Penantian yang sangat panjang memang dan pasti ada ekspektasi kalau game ini bisa keluar sebagai salah satu karya terbaik mereka, apalagi dengan keterlibatan dari beberapa bakat ternama dibalik seri Persona modern. Kami tentu punya harapan tersendiri, meski pada akhirnya semua itu bergantung kembali pada premis yang berusaha ditawarkan gamenya, karena bagaimana pun Metaphor: ReFantazio adalah sebuah IP baru yang perlu memberi pembuktian.
Pihak SEGA dan ATLUS kebetulan sudah memberi tim kami kesempatan untuk memainkan gamenya selama beberapa minggu lebih awal, dan impresi yang didapat sejauh ini akhirnya sudah cukup untuk dirangkum dalam review lengkap pada artikel berikut. Tentu saja kami akan sebisa mungkin meminimalisir spoiler bahkan meski di porsi awal-awal yang sudah bisa kalian nikmati lewat demo prolognya, ditambah lagi dengan adanya batasan konten lain yang memang tidak bisa kami diskusikan.

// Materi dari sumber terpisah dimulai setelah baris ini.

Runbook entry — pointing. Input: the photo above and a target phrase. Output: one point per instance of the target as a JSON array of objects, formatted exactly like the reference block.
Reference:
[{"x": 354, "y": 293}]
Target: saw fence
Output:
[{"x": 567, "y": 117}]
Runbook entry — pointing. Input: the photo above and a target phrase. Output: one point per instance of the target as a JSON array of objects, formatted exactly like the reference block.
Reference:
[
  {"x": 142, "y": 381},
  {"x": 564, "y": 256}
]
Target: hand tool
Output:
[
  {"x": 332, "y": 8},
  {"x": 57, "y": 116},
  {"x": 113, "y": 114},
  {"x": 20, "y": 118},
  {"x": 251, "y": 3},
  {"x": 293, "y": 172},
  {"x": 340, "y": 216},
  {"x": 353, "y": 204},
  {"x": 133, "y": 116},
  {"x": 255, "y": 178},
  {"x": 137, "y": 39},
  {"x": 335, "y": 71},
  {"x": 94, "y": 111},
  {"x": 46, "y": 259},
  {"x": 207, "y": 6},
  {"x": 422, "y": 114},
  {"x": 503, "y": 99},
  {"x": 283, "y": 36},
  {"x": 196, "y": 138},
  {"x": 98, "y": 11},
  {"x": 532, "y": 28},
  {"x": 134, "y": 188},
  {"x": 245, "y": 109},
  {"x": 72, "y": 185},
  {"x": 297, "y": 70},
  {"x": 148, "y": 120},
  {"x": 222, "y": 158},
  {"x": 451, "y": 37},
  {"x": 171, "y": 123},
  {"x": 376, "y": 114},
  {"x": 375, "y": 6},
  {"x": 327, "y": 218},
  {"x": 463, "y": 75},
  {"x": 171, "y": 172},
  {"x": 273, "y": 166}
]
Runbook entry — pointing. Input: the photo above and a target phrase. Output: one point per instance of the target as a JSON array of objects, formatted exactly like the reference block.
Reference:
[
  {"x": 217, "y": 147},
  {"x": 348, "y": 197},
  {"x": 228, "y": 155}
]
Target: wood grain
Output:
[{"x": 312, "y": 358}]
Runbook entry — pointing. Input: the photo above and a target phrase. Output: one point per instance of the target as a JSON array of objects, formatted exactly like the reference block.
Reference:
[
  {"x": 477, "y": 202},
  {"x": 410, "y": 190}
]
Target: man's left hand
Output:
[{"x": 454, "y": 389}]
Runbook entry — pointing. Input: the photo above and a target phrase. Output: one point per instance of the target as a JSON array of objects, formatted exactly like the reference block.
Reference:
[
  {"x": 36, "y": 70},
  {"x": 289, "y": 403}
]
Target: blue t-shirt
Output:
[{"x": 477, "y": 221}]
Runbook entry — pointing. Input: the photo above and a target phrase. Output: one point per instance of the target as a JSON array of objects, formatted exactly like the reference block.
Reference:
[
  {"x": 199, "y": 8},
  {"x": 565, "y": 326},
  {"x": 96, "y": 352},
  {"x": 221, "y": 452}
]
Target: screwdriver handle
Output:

Jalan Cerita Menggugah dengan World Building Ambisius
Gamenya dibuka dengan intro menarik yang memberi pertanyaan soal limitasi dari sebuah karya fantasi sebelum akhirnya ikut menanyakan namamu. Bukan untuk sang protagonis yang akan dimainkan, melainkan memang nama aslimu. Mungkin banyak yang akan mengasoasiasikannya dengan semacam momen 4th wall break meski kami sendiri melihatnya sebagai komponen penting pada premis Metaphor terutama pada ceritanya, karena ini adalah game yang melihat dunia nyata kita sebagai sebuah utopia atau surga fantasi di mana semua orang bisa hidup dengan damai tanpa adanya diskriminasi. Kita (pemain) pasti sudah paham betul kalau dunia nyata tidak seindah yang digambarkan gamenya, sehingga melihat cerita dari sudut pandang seperti ini benar-benar memberi sebuah pengalaman unik.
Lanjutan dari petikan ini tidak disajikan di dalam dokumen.